On July 7th, 2008 the Indians were 37-51, and just 2-11 in their previous 13 games. The hopes and dreams of a city were once again extinguished by the disastrous performance of the Indians. On top of that our CY Young winner was going to be a free agent at the end of the season. This could only mean one thing: TRADE TIME! On July 7th, 2008 the Indians traded C.C. to the Brewers for Matt Laporta, Rob Bryson, and “a player to be named later”. Again, Indians fans were disgusted with the franchise.

 Matt Laporta was supposed to be the greatest prospect to ever happen to the game of baseball. Well, he was probably the biggest bust. There was so much hype and hope for Laporta, and he was never able to even be average. Laporta deserves his own article, in which he should be bashed and criticized for at least 3 pages. However, I digress. Let’s move onto Rob Bryson. Who? What? It took some research, but it seems that Bryson was a minor league pitches for the Indians all the way until 2013. The Indians would have been better off trading C.C. for a lifetime supply of baseballs and the players to be named later.

On October 3, 2008 the Brewers sent “the player to be named later” to the Indians. This finalized the C.C. trade and the Indians received Michael Brantley. At the time, no Indians fan even gave this trade a second look. Brantley made his debut in the Majors in 2009 for the Indians. Since that debut, Brantley hasn’t looked back and the Indians have found a franchise player. Now, I won’t say that Michael Brantley is the same “franchise” player as an Albert Pujols, or a Mike Trout. Brantley will not have 50 HR’s and 125 RBI’s in a season. However, Brantley embodies everything a franchise could want out of a player.

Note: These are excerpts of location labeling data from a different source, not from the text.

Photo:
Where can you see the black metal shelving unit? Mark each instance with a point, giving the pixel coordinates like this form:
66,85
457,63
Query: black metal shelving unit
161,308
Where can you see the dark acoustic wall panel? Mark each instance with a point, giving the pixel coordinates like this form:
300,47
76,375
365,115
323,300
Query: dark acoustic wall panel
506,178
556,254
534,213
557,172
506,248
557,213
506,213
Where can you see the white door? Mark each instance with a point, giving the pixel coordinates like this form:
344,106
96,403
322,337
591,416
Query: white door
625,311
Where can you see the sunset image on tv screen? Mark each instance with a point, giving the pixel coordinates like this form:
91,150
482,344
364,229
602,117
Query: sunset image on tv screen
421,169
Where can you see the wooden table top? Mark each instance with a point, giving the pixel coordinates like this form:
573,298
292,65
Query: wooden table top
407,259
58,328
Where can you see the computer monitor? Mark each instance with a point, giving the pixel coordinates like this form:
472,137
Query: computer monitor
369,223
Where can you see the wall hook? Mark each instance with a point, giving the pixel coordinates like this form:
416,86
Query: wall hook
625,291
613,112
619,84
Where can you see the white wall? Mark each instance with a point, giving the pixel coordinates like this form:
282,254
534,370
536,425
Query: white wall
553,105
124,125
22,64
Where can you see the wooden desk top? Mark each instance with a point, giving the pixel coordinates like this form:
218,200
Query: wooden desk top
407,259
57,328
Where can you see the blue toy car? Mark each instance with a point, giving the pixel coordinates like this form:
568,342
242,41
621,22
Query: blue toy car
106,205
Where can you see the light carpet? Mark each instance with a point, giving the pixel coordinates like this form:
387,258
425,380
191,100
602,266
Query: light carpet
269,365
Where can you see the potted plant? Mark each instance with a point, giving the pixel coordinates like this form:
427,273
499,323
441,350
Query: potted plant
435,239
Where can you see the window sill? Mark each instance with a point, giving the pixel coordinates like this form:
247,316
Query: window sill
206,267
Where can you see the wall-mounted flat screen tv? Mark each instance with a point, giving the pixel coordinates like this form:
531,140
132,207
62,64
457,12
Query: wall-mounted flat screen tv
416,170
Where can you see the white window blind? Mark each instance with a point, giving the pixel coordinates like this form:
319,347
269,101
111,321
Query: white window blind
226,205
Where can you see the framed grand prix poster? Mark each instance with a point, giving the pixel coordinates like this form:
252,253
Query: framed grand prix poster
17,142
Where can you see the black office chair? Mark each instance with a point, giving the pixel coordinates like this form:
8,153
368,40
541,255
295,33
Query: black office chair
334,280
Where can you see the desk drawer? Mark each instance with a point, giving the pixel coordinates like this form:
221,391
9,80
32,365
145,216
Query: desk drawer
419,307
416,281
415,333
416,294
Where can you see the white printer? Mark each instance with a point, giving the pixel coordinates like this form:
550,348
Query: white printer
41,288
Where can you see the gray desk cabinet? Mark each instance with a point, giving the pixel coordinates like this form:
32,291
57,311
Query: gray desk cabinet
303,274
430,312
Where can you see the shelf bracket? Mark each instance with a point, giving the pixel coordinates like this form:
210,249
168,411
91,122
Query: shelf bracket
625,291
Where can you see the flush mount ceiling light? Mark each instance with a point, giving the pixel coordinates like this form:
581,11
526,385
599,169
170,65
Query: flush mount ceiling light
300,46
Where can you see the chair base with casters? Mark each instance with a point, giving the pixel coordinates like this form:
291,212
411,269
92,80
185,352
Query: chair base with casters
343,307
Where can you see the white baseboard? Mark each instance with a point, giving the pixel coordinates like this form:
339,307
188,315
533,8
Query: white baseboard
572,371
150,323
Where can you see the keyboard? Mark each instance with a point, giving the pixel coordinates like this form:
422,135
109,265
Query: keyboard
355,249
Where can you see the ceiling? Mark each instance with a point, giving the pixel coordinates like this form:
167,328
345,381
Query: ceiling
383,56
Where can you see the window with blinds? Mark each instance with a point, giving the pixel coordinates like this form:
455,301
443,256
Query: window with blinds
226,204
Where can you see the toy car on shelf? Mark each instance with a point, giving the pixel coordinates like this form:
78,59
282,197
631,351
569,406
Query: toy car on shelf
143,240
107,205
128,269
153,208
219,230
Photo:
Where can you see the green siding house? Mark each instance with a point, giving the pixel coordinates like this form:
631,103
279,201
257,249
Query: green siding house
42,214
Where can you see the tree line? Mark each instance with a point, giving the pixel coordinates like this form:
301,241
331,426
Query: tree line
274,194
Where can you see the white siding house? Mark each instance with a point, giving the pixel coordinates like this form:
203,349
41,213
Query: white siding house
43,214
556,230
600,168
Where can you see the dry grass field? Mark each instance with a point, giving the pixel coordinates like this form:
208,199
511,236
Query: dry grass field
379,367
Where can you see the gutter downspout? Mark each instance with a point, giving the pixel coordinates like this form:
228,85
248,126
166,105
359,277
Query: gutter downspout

Brantley is a quiet player who brings his A-game to the ball park every single night. 2013 was Brantley’s best year to date in the Majors. He hit .284 w/ 10HR, 73RBI. These are not superstar numbers, but Brantley is on pace this year to far surpass his HR and RBI totals from 2013. Brantley gets better every year and I don’t think he has hit his ceiling yet. Brantley is on pace for 25HR and 110 RBI’s this year. These are All-Star numbers and Brantley definitely deserves the honor. Through the half way point of this season, Brantley has better numbers than Kipnis did at the same point last season. As you know, Kipnis was an All-Star in 2013.

As much as I love a brass and cocky ego-maniac; example Johnny Manziel. I also really love a player like Brantley. He is calm, quiet, and willing to stay in the shadows. He isn’t on W6th partying at Barley house. He isn’t in Vegas taking picture with celebrities. He doesn’t have dozens of girlfriends that he flaunts around town. Although, he could probably have any woman that he wants. Sorry Ladies, Brantley is married with a child. Brantley is a guy who comes to the ball park every day, ready to get better, and to make the Indians better. Later tonight, the All-Star Ballot comes out. Whether Brantley makes it or not, he deserves a spot. I can tell you this, Brantley will only get better, and this is only the beginning.